Trump also said "we have no growth in this country," which Politico counts as his seventh lie (it would be the eighth if you give him two for his Iraq comments). That one's easy, unless you believe in the conspiracy theory that the government is cooking the books on economic activity to get Hillary elected. He also said that we've got the "highest [taxes] in the world." We don't. "Slowest growth since 1929"? See above. On healthcare, "she wants to go to single payer." We could only wish. A public option on the insurance exchange is a good step toward it, one that she is arguing for, but it's a far cry from single payer.
Back in foreign policy, he said ISIS has a "good chunk" of Libya's oil. It doesn't. Then he said that Clinton and Kerry and Obama made Iran "into a powerful nation and a very rich nation." They didn't. It has a per capita GDP "similar to that of Namibia, Angola and Jamaica." That's No. 12 (or 13, but at this point isn't counting kind of absurd?).

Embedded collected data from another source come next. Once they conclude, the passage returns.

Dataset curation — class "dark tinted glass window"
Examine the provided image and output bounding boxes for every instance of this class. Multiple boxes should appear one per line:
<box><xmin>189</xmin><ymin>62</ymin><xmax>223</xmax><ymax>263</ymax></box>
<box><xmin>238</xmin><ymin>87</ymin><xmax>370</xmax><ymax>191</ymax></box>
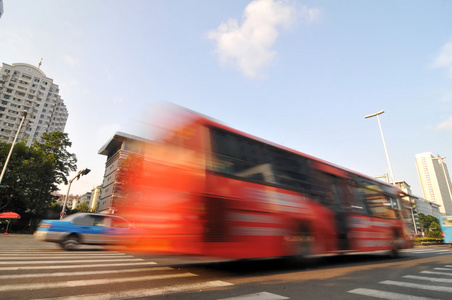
<box><xmin>210</xmin><ymin>127</ymin><xmax>311</xmax><ymax>190</ymax></box>
<box><xmin>73</xmin><ymin>214</ymin><xmax>95</xmax><ymax>226</ymax></box>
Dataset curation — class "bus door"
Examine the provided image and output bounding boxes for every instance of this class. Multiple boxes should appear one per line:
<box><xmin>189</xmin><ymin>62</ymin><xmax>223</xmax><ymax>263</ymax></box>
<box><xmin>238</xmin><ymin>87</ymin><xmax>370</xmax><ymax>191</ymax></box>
<box><xmin>322</xmin><ymin>176</ymin><xmax>349</xmax><ymax>250</ymax></box>
<box><xmin>331</xmin><ymin>178</ymin><xmax>349</xmax><ymax>250</ymax></box>
<box><xmin>440</xmin><ymin>216</ymin><xmax>452</xmax><ymax>244</ymax></box>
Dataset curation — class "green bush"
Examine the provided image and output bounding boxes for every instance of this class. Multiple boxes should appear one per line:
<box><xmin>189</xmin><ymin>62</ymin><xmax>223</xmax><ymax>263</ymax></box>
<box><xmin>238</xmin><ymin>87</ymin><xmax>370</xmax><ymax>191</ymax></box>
<box><xmin>412</xmin><ymin>237</ymin><xmax>443</xmax><ymax>244</ymax></box>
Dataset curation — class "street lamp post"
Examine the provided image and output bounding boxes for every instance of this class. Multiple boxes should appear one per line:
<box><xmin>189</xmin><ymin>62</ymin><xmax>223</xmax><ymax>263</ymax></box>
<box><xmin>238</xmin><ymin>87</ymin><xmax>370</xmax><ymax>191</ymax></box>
<box><xmin>365</xmin><ymin>110</ymin><xmax>396</xmax><ymax>184</ymax></box>
<box><xmin>60</xmin><ymin>168</ymin><xmax>91</xmax><ymax>219</ymax></box>
<box><xmin>0</xmin><ymin>111</ymin><xmax>28</xmax><ymax>185</ymax></box>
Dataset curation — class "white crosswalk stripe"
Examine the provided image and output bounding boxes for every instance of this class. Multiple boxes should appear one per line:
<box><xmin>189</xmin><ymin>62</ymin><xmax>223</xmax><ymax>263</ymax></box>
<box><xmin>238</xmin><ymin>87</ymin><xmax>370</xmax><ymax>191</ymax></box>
<box><xmin>380</xmin><ymin>280</ymin><xmax>452</xmax><ymax>293</ymax></box>
<box><xmin>0</xmin><ymin>261</ymin><xmax>157</xmax><ymax>271</ymax></box>
<box><xmin>402</xmin><ymin>248</ymin><xmax>452</xmax><ymax>255</ymax></box>
<box><xmin>348</xmin><ymin>264</ymin><xmax>452</xmax><ymax>299</ymax></box>
<box><xmin>0</xmin><ymin>249</ymin><xmax>235</xmax><ymax>299</ymax></box>
<box><xmin>403</xmin><ymin>275</ymin><xmax>452</xmax><ymax>283</ymax></box>
<box><xmin>218</xmin><ymin>291</ymin><xmax>289</xmax><ymax>300</ymax></box>
<box><xmin>0</xmin><ymin>272</ymin><xmax>198</xmax><ymax>292</ymax></box>
<box><xmin>348</xmin><ymin>288</ymin><xmax>438</xmax><ymax>300</ymax></box>
<box><xmin>0</xmin><ymin>266</ymin><xmax>174</xmax><ymax>279</ymax></box>
<box><xmin>31</xmin><ymin>280</ymin><xmax>234</xmax><ymax>300</ymax></box>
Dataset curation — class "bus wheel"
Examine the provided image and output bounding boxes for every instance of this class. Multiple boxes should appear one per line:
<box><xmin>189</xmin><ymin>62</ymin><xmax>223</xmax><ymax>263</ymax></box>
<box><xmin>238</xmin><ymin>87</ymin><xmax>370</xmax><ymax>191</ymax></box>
<box><xmin>389</xmin><ymin>231</ymin><xmax>402</xmax><ymax>258</ymax></box>
<box><xmin>295</xmin><ymin>226</ymin><xmax>313</xmax><ymax>258</ymax></box>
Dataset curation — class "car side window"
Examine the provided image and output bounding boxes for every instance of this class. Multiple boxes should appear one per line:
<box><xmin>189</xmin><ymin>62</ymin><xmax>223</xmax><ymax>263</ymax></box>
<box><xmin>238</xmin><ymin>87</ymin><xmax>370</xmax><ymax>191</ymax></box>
<box><xmin>73</xmin><ymin>215</ymin><xmax>95</xmax><ymax>226</ymax></box>
<box><xmin>92</xmin><ymin>216</ymin><xmax>105</xmax><ymax>226</ymax></box>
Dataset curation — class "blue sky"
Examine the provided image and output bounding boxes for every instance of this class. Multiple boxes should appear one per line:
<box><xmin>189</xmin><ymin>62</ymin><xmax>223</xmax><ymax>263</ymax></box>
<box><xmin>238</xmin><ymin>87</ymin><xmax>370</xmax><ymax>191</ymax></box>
<box><xmin>1</xmin><ymin>0</ymin><xmax>451</xmax><ymax>197</ymax></box>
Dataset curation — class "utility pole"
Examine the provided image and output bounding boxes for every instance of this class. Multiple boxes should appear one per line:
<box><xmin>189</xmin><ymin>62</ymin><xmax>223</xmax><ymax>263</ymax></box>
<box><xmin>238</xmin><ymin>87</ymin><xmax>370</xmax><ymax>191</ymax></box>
<box><xmin>0</xmin><ymin>111</ymin><xmax>28</xmax><ymax>185</ymax></box>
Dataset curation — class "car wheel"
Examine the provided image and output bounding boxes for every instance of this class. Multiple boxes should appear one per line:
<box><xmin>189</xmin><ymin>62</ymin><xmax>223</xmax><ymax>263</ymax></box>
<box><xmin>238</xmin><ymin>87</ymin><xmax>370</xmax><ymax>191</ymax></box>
<box><xmin>61</xmin><ymin>235</ymin><xmax>79</xmax><ymax>251</ymax></box>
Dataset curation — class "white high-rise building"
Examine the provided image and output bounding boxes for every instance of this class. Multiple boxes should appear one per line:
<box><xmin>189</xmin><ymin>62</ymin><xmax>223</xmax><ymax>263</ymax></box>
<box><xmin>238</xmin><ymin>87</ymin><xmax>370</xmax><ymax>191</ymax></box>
<box><xmin>415</xmin><ymin>152</ymin><xmax>452</xmax><ymax>215</ymax></box>
<box><xmin>0</xmin><ymin>62</ymin><xmax>68</xmax><ymax>146</ymax></box>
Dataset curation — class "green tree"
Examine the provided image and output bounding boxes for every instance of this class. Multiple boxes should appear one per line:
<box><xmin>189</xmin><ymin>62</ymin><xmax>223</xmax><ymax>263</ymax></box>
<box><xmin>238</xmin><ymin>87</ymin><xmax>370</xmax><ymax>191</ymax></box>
<box><xmin>0</xmin><ymin>131</ymin><xmax>77</xmax><ymax>228</ymax></box>
<box><xmin>33</xmin><ymin>131</ymin><xmax>77</xmax><ymax>185</ymax></box>
<box><xmin>418</xmin><ymin>213</ymin><xmax>440</xmax><ymax>235</ymax></box>
<box><xmin>76</xmin><ymin>202</ymin><xmax>90</xmax><ymax>213</ymax></box>
<box><xmin>428</xmin><ymin>221</ymin><xmax>442</xmax><ymax>238</ymax></box>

He also said, again, that "ICE just endorsed me." Last month a union of border control agents endorsed him, which is not ICE. ICE is a federal agency, and it doesn't endorse political candidates.
Politico lists another half-dozen of Trump's claims that are "misleading," from Russia going after ISIS (after he said he knows nothing about Russia) to Clinton and Obama being responsible for the rise of ISIS, to the U.S. having an $800 billion trade deficit. We don't.
Whether it's 19 or 20 or 33 lies from Trump (let’s go with 33, including the bizarre claim that Michelle Obama was in ads attacking Hillary in 2008 and that Supreme Court Justice Antonin Scalia died "recently" when it was eight months ago), that is a lot of lies.